WSDOT: Committee will examine public safety, historic preservation for Aurora Bridge project

Washington State Department of Transportation officials announced Friday design is under way on a WSDOT project to deter people from jumping off of the State Route 99 Aurora Bridge in Seattle. WSDOT has formed an advisory committee to represent community, business and local government interests as the design moves forward.

“The Aurora Bridge is a designated City of Seattle landmark and listed on the National Register of Historic Places,” said WSDOT Regional Administrator Lorena Eng. “The committee will help ensure our fence design reflects community values and issues, complements the bridge and surrounding landscape, and meets the permit requirements of the City of Seattle’s Landmarks Preservation Board and the Washington State Department of Archaeology and Historic Preservation.”

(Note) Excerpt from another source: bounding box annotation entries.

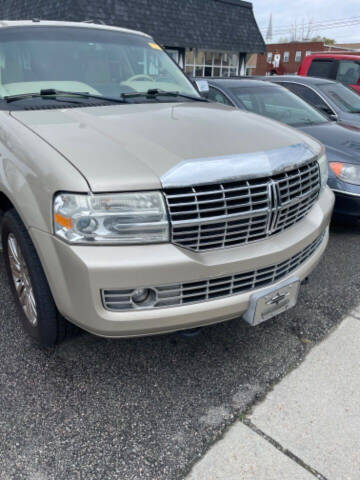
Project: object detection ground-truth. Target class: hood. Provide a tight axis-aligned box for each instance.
[11,102,319,192]
[301,122,360,163]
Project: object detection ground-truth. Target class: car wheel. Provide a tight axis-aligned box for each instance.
[2,210,78,347]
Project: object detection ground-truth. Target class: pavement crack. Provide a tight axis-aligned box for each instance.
[240,418,328,480]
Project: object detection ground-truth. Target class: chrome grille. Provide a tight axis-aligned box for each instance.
[164,160,320,251]
[101,233,324,311]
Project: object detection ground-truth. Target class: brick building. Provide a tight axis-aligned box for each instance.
[0,0,265,76]
[251,42,348,75]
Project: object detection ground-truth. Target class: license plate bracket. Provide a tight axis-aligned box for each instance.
[243,277,300,326]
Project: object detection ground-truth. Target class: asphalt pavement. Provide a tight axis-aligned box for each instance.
[0,219,360,480]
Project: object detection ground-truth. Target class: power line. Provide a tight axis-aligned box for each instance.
[259,16,359,30]
[263,16,360,34]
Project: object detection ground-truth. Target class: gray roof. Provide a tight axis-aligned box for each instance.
[0,0,265,53]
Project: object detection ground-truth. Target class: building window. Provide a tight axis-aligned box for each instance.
[295,50,301,62]
[185,50,239,77]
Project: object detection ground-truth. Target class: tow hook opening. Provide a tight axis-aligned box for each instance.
[178,327,201,338]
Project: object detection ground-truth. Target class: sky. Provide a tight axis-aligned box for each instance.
[250,0,360,43]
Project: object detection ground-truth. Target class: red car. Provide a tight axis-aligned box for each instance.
[298,52,360,94]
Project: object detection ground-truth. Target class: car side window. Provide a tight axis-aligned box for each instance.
[336,60,360,85]
[208,86,234,107]
[281,82,329,111]
[308,59,334,78]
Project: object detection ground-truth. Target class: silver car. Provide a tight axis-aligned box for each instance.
[0,21,334,345]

The public is invited to attend the next committee meeting, to be held from 6 p.m. to 8 p.m., Thurs., July 17, at the Phinney Neighborhood Center located at 6532 Phinney Ave. N. in Seattle. Committee members will review and discuss WSDOT’s preliminary design alternatives for the fence, which will be attached to the bridge’s outer railing. WSDOT encourages the public to come and watch the committee meeting. Those who attend the meeting will have the opportunity to express their viewpoints on comment cards.

Members of the public who cannot attend advisory committee meetings can review the latest design concepts and submit comments on the project Web site at .

While WSDOT will decide which preliminary design it submits to the Landmarks Preservation Board this November, the advisory committee will play a vital role in the development of fence designs and identification of a preferred design for board review.
The Washington State Legislature provided $1.5 million for project design last March and will consider $5.9 million in construction funding during the 2009 legislative session. If funding is approved, WSDOT expects to complete design in 2009 and begin fence construction in 2010.

According to WSDOT statistics, an average of four to five people jump from the Aurora Bridge each year. Concerns stem from people who live and work below the bridge and at recovery sites who must witness the aftermath and also the risk of personal injury due to someone jumping or falling from the bridge. Additionally, first responders put themselves at considerable risk when attempting water rescues. Many believe a fence will reduce the likelihood of people jumping or falling from the from the bridge.

The Aurora Bridge was built in 1931 and is officially named the George Washington Memorial Bridge. It links the Queen Anne and Fremont neighborhoods in Seattle. It carries Aurora Avenue (State Route 99) over the west end of Seattle’s Lake Union. The bridge is 2,945 feet long, 70 feet wide and 167 feet above Lake Union.